Every time we run a JS behavior, we load a Jinja2 template.
By default, Jinja2 has option `auto_reload=True`. This mean that
every time a template is requested the loader checks if the source file changed
and if yes, it will reload the template. For higher performance it’s possible
to disable that.
Also note that Jinja caches 400 templates by default.
Ref: http://jinja.pocoo.org/docs/2.10/api/
In Brozzler, we don't make changes to JS templates while the system is
running. So, there is no point in having auto_reload=True.

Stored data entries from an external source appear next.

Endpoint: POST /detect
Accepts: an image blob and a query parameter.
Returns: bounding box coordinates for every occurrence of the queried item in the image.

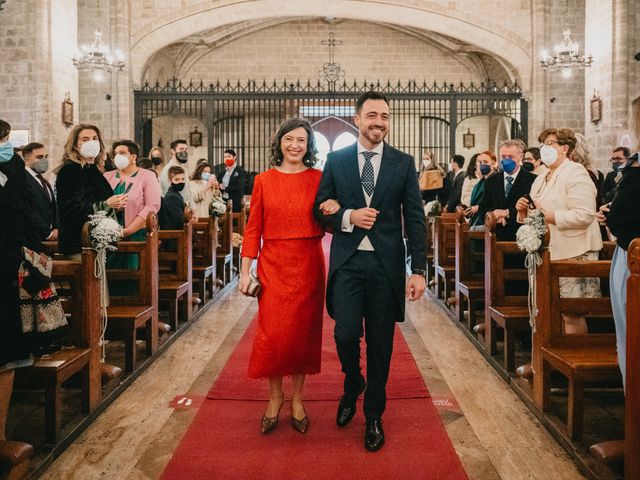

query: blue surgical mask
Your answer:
[479,164,492,176]
[0,141,14,163]
[500,157,517,174]
[201,172,211,181]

We've been seeing some of this:
2018-02-14 20:16:44,011 17816 CRITICAL BrozzlingThread:36444 brozzler.worker.BrozzlerWorker.brozzle_site(worker.py:559) unexpected exception
Traceback (most recent call last):
File "/opt/brozzler-ve3/lib/python3.5/site-packages/brozzler/worker.py", line 528, in brozzle_site
enable_youtube_dl=not self._skip_youtube_dl)
File "/opt/brozzler-ve3/lib/python3.5/site-packages/brozzler/worker.py", line 385, in brozzle_page
on_request)
File "/opt/brozzler-ve3/lib/python3.5/site-packages/brozzler/worker.py", line 447, in _browse_page
cookie_db=site.get('cookie_db'))
File "/opt/brozzler-ve3/lib/python3.5/site-packages/brozzler/browser.py", line 338, in start
self._wait_for(lambda: self.websock_thread.is_open, timeout=10)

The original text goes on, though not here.